As part of the MBID Mapper, our technology that maps incoming listens to MusicBrainz IDs, we have a tool called the metadata cleaner (was metadata detuner). It attempts to clean metadata from the seemingly random cruft that gets added to recording names.
For instance:
“For The Love feat. Amy True” may not get matched in the database, but if we remove the feat. portion and try to look up “For The Love” that has a greater chance of matching in our mapping. I’ve spent some time looking at the text for recordings trying to find cases that we should clean up and then implemented that cleaning process.
So far, I am pretty happy with it, but I would love it if we could crowdsource the spot checking of this result. If you feel like helping out and have a few minutes, please open this 22Mb file:
Don’t open the file in google docs, its too big for that to work – just take a look in the preview. Read the introduction at the top of the file and follow the instructions there.

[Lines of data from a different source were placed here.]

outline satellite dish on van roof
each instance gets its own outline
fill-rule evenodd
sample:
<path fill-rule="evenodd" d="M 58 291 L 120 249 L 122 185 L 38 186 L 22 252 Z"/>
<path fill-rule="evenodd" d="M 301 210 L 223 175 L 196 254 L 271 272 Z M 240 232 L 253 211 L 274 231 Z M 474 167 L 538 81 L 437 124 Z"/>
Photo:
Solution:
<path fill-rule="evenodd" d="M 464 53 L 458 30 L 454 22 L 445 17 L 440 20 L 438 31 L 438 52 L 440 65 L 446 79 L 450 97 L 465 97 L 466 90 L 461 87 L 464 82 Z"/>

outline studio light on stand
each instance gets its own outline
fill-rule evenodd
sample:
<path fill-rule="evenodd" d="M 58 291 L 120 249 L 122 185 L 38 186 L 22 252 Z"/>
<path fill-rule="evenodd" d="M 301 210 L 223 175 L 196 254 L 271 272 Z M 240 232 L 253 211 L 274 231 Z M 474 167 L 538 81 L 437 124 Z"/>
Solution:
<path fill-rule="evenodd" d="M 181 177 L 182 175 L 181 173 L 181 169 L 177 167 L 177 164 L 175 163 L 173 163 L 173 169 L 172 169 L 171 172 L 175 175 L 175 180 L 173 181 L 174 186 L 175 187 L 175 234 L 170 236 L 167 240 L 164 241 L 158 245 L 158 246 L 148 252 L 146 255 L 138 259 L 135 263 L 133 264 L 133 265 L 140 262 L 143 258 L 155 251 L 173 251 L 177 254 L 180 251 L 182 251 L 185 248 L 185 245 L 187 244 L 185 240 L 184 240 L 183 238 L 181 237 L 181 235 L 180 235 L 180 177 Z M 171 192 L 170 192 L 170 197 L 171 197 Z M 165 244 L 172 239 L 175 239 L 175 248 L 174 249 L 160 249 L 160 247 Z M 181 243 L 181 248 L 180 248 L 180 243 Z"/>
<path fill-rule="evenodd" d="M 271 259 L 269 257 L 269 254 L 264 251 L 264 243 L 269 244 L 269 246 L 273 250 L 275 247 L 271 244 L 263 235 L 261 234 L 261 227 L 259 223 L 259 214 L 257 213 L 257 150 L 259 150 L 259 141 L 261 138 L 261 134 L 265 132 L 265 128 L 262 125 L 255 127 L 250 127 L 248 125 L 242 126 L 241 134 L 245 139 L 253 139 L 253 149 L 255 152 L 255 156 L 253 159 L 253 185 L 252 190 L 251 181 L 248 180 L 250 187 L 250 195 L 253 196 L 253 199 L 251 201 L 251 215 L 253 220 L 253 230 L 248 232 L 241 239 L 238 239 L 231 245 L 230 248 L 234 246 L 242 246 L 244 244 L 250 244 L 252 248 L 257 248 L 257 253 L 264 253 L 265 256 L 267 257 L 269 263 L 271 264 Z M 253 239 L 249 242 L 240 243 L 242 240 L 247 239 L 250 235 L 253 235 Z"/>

Please leave comments/questions here.
Once this is debugged it will be included in the production ListenBrainz mapper so that it will hopefully improve its accuracy around these crufty recordings.
Thanks for this feedback – good stuff. I’ll go over it in detail a bit later.
But, there is one thing I should’ve mentioned: It is ok to do too much or too little cleaning for some cases. The way this is used is a fall back for when the default matching doesn’t work. If the cleaning butchers the metadata beyond repair, it will simply not match anything at all, and the secondary lookup fails – this is ok. Our goal in this case is to try and get as many cases to be cleaned correctly, while trying to keep the incorrect (too much/too little) as low as possible.
That said a fair number of the things you seen won’t be fixed, but a few are clear improvements to make.
Great to hear, my first concern was that we would be incorrectly matching heaps of stuff like:
“More to Life (Jn Radio Edit)”
To the album track “More to Life” by default
I suspect we’ll still get some negative feedback, but let’s see. Now that emergency manual re-linking is nice and smooth that’ll help.
Some things I found that stood out for some reason, take or leave as you please:
(You're So Square) Baby I Don't Care (Movie Edit, 2013, Take 16/2021, Take 6) Binaural → (You're So Square) Baby I Don't Care (Movie Edit,
(seems a weird place to cut)
(a) Cuban Love Song / (b) Honolulu Eyes → (a) Cuban Love Song
(medley) I Heard the Bells on Christmas Day / Silver Bells → (medley) I Heard the Bells on Christmas Day
(we should be careful matching multiple songs/medleys to just the first song)
-10 on the Care-Meter → -10 on the Care
264 - Das Herz → 264
(a lot of ‘-’ causing trouble/early cuts)
2 Pièces froides: No 2 - Danses de travers → 2 Pièces froides: No 2
2000-01-14: Programme 2, “Cherie Blair Meets Columbo” → 2000
(all correctly tagged broadcasts will be cut off like this)
28. Arioso (Soprano/Sopran) : Behold And See If There Be Any Sorrow → 28. Arioso (Soprano
(perhaps it’s sometimes better to cut the start rather than anything following)
3 (Joshua Treble remix) → 3
(naturally there’s a lot of this sort of thing, hopefully there is a safeguard to make sure a ton of recordings aren’t auto-matched to a specific search result for ‘[number]’ etc. We might end up with some strange ‘most popular tracks’)
That’s all my eyeballs can take for now. I don’t need feedback on any of these fyi @mayhem, hopefully some are helpful.